Wednesday, November 9, 2011

Janitorial Duties

There are a number of strategies writers adopt when they edit their work. There are some that will keep a document active for as long as it takes. Years, even decades will go by from the completion of the first draft to the final edit, while the writer will meticulously correct, restructure, and position every letter with the diligence and precision of a neurosurgeon. I respect this strategy, but it’s not for me, mostly because it requires a number of attributes I lack.

There’s the first-and-out strategy. I’ve known a couple of people who truly believe that the first draft is the most honest, that the raw text contains the purest form of the narrative and that’s what should be published, and good for them. Such people did not grow up required to take regular speech therapy sessions. I can’t legally describe what I would do for the ability to pass what I want to say through a trusted set of eyes before it shot out of my mouth. Any clever thing I’ve said – probably EVERY clever thing – was a result of me holding back a statement that crucial half second to get just a little bit closer to truth. Thoughts are pure and beautiful things, but the language used to express those thoughts inevitably fails to convey their whole essence. I firmly believe the best anyone can do is know their languages flaws well enough to occasionally use them to their advantage.

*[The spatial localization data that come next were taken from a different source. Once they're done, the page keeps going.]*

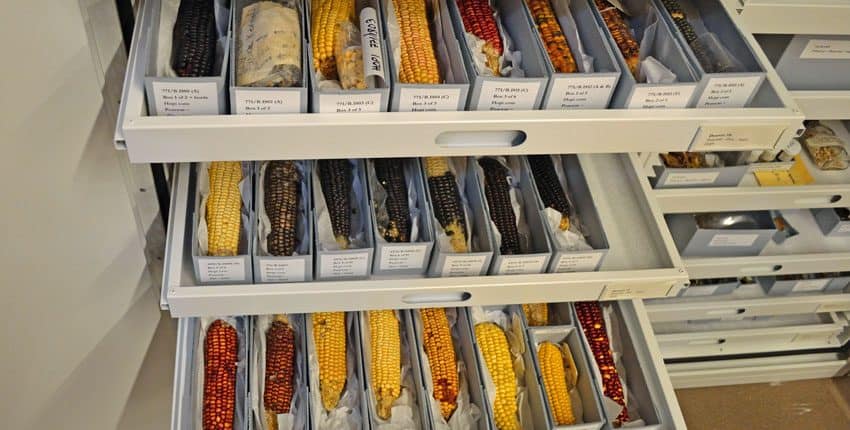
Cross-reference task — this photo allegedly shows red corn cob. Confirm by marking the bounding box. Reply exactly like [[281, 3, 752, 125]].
[[264, 315, 296, 429], [203, 320, 239, 430], [457, 0, 503, 75]]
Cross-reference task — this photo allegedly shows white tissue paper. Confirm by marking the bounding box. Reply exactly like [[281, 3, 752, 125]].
[[636, 7, 677, 84], [258, 161, 311, 256], [308, 313, 363, 430], [197, 162, 253, 256], [195, 317, 248, 430], [314, 160, 369, 251], [369, 159, 421, 244], [253, 315, 309, 430]]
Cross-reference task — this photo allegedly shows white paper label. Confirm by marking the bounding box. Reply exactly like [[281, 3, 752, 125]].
[[475, 80, 541, 111], [234, 90, 301, 114], [545, 76, 617, 110], [682, 285, 719, 297], [837, 223, 850, 234], [697, 76, 763, 108], [690, 124, 784, 151], [198, 258, 246, 283], [379, 245, 429, 271], [441, 254, 488, 277], [152, 81, 219, 115], [626, 85, 695, 109], [553, 252, 604, 273], [319, 252, 370, 278], [397, 87, 462, 112], [800, 39, 850, 60], [599, 282, 672, 299], [792, 279, 829, 293], [708, 233, 759, 247], [748, 161, 795, 172], [259, 258, 307, 283], [663, 171, 721, 186], [360, 8, 386, 80], [319, 93, 383, 113], [495, 255, 547, 275]]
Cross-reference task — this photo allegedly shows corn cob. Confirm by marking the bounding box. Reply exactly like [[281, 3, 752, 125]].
[[264, 315, 296, 429], [393, 0, 441, 84], [527, 155, 571, 231], [374, 159, 412, 243], [526, 0, 577, 73], [474, 322, 519, 430], [478, 158, 521, 255], [575, 302, 629, 426], [424, 157, 468, 253], [522, 303, 548, 326], [593, 0, 639, 78], [206, 162, 243, 256], [368, 310, 402, 420], [457, 0, 503, 75], [264, 161, 301, 256], [313, 312, 348, 411], [311, 0, 355, 80], [318, 159, 353, 249], [203, 319, 239, 430], [538, 341, 576, 425], [171, 0, 218, 77], [420, 308, 459, 420], [660, 0, 697, 43]]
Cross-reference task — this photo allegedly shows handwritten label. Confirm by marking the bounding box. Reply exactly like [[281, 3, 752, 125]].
[[682, 285, 719, 297], [234, 90, 301, 114], [440, 254, 488, 277], [319, 252, 370, 278], [627, 85, 695, 109], [690, 124, 784, 151], [697, 76, 763, 108], [553, 252, 604, 273], [495, 255, 547, 275], [800, 39, 850, 60], [708, 234, 758, 247], [360, 8, 385, 81], [379, 245, 429, 271], [318, 92, 383, 113], [600, 282, 673, 300], [545, 76, 617, 110], [198, 258, 246, 283], [152, 81, 219, 115], [663, 171, 720, 186], [397, 87, 462, 112], [475, 80, 541, 111], [792, 279, 829, 293], [259, 258, 306, 283]]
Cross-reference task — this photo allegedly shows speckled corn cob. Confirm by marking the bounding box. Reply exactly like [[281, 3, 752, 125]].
[[172, 0, 217, 77], [593, 0, 639, 78], [538, 341, 576, 425], [457, 0, 503, 75], [264, 315, 296, 430], [203, 320, 238, 430], [318, 159, 353, 249], [207, 162, 243, 256], [522, 303, 548, 326], [575, 302, 629, 426], [313, 312, 347, 411], [264, 161, 301, 256], [311, 0, 355, 79], [374, 159, 412, 243], [369, 310, 402, 420], [479, 158, 520, 255], [424, 157, 468, 253], [660, 0, 697, 43], [420, 308, 459, 420], [527, 155, 570, 231], [526, 0, 577, 73], [475, 322, 519, 430], [394, 0, 441, 83]]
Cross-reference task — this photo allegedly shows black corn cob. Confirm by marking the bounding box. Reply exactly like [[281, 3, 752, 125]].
[[478, 158, 521, 255], [171, 0, 217, 77], [423, 158, 468, 253], [264, 161, 301, 256], [318, 159, 353, 249], [528, 155, 571, 231], [374, 159, 412, 243], [660, 0, 697, 42]]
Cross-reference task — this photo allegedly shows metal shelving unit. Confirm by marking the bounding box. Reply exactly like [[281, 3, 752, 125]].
[[724, 0, 850, 36]]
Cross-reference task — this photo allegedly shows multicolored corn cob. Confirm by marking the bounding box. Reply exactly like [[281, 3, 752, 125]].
[[318, 159, 353, 249], [264, 161, 301, 256], [206, 162, 243, 256], [420, 308, 459, 420], [527, 155, 571, 231], [457, 0, 503, 75], [593, 0, 640, 77], [522, 303, 549, 326], [475, 322, 520, 430], [313, 312, 348, 411], [203, 319, 238, 430], [526, 0, 577, 73], [479, 158, 521, 255], [264, 315, 296, 429], [172, 0, 218, 77], [369, 310, 402, 420], [311, 0, 355, 80], [374, 159, 412, 243], [393, 0, 441, 83], [424, 157, 468, 253]]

Most people fall in the middle. They push the first draft out, ignoring the errors they find as they type, then go back and start cleaning it up enough that they can admit to another person they wrote it. Then those people tell the writer what they missed. Revise and review. The sequence and amount of time can vary endlessly, but it stops when the writer’s sick of looking at the thing. Most say “when the document is as clean as it can be before submission”, but there’s not one user of this strategy that hasn’t felt queasy at the thought of reviewing their manuscript another time.

There’s a lot that happens during the editing process that can determine how long it last, but ultimately it comes down to the deadline. How clean can a writer get their manuscript before someone with a checkbook gets bored waiting for it? Setting one’s own deadlines is a great disciplinary measure; a writer gets used to having to focus, to the best job in the fastest time, and develops skill as a result. Of course, writers have their own checkbooks. Often stained with red.